The overall primer length was kept to an average of 20 bases (17–23 bases range) and the overall degeneracy – to below approx ~64. The latter is because higher degeneracy means a lower concentration of any single primer and their quick depletion from the pool of available primers as PCR amplification proceeds. Although the unique primer design allows us to utilise some partially matching primers to boost the effective concentration of the working primer, a degeneracy over ~100 was found to be detrimental in our previous experience. Therefore, in the regions where designed primers did not satisfy the degeneracy criteria, Inosine was substituted at the most highly degenerate positions between 5' end and approximately the middle of the oligonucleotide sequence. Figure 3D shows the actual distribution of Inosine residues for the 22 oligonucleotides of identical length (20-mers) out of the 44 oligonucleotides designed in this study. Figure 2 gives an easy to follow example of the primer design. Table 1 lists all the sequence specific primers designed, to allow the reader to appreciate the range of primer design outcomes.

Table 1

PaBaLiS oligonucleotide primers designed in this study.

We can summarise the key advantages of PaBaliS over CODEHOP as follows:

i. highest specificity of annealing and amplification due to low (or absence) of degeneracy at 3' end,

ii. less stringent requirements for the length and composition of the protein consensus sequence, which in PaBaLiS is at the 3' end and is generally shorter than the equivalent "non-degenerate consensus clamp" 5' region in CODEHOP.

iii. PaBaLiS design allows avoidance of dimer formation (through non-specific annealing) since 3' ends are unique non-degenerate sequences and can be easily designed not to dimerise: in contrast to CODEHOP, where all primers will find their complementary 3' pair and will tend to dimerise (leading to quick depletion of the primer pool, non specific priming and poor amplification).

iv. PaBaLiS primers have lower degeneracy overall, and even primers with a few mismatching positions will be able to anneal specifically and continue amplification at later stages of the amplification, when the 100% matching primers are exhausted

v. PaBaLiS primer design yields a larger fraction of primers with no mismatches at the 3' end (meaning that all primers have specific 3' ends, which is most important for the specificity and efficiency of amplification).

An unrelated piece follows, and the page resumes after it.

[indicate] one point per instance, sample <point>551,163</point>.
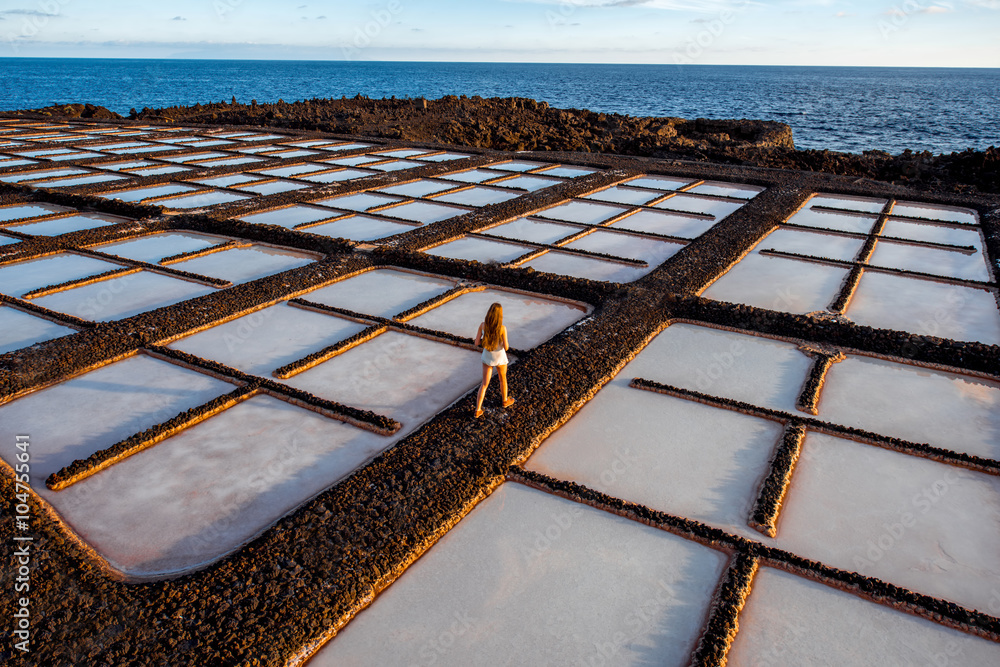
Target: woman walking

vi. PaBaLiS primers have fewer mismatches in the middle of the primer (since degeneracy is allowed) and therefore higher overall hybrid forming stability (unlike CODEHOP where mismatches are possible in the middle of the primer, thus destabilising the hybrids).

The limitations of the CODEHOP approach were highlighted in a recent report by Gray and Coates [35] where the authors had to use two completely nested sets of CODEHOP RT-PCR primers to amplify a highly-conserved 168 amino acid long region (only to design RACE primers for the next amplification round), whilst PaBaLiS primers apparently work directly for RACE-PCR and can be designed to amplify sequences with just a few amino acids homology, and which do not need to be between consecutive amino acids (small gaps allowed).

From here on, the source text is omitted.